Rather, I suspect an external shock would be needed to prompt such a paradigm shift: the eminent collapse of ecosystems, the human death toll as parts of the Earth become uninhabitable, the absence of other habitable worlds and/or the realization that interstellar travel is a futile endeavor given the astronomical distances involved. We humans do seem to respond to crises relatively well, even the ones of our own making, so if we see the walls beginning to crack around us we’re more likely to do something about it.
The fear is that if we don’t, the Earth may not be able to support an ever-growing, resource-hungry human population indefinitely. The more of us there are, the less room there will be for other forms of life, and eventually we will discover the ceiling of how many humans there can possibly be just as we begin a violent and painful crash. Few animal species would survive other than those we have domesticated, or the things like pigeons, cockroaches, and rats that have found niches for themselves scurrying about our feet.

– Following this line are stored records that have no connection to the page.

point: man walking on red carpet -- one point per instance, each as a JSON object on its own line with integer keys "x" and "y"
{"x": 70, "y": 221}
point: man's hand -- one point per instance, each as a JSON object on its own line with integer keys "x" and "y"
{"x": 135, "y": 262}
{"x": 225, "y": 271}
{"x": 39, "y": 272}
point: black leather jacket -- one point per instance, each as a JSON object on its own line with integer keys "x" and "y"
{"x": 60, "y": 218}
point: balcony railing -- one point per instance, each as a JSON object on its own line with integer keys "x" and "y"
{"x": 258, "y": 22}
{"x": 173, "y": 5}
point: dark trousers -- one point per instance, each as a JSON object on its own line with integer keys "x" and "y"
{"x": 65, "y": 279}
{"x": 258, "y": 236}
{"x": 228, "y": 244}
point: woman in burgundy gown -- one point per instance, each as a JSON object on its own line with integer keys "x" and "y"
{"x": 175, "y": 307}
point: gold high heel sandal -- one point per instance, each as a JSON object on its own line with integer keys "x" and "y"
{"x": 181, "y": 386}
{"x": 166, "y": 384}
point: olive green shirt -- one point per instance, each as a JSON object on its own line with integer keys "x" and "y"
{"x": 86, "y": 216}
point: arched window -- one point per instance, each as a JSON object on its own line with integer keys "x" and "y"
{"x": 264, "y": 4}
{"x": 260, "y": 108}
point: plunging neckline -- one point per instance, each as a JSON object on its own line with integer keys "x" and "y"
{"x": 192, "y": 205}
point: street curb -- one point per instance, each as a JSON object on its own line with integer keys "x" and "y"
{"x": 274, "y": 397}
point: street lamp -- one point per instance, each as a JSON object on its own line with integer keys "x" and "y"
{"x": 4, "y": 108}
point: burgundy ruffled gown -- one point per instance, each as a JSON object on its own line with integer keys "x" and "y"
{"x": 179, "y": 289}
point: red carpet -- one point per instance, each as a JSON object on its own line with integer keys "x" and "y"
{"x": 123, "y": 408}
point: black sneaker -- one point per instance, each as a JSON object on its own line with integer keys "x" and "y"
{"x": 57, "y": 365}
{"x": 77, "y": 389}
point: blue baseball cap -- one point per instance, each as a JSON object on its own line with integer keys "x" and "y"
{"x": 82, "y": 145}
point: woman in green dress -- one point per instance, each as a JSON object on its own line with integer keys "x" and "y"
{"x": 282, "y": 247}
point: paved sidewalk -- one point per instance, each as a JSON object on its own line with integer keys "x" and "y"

So why should we preserve wilderness? The reasons are many, beginning with the joy that it brings to the people who visit them. Wilderness was once the home of Homo sapiens, even if it took its near eradication to recognize its value. Through wilderness we get a fleeting glimpse of what life on Earth was like for the millions of years before our appearance, even if the particulars have changed (maples instead of sequoias, herons instead of pterodactyls). And wilderness may be a key part of the balance we will need to achieve to sustain an advanced civilization on this one known habitable world.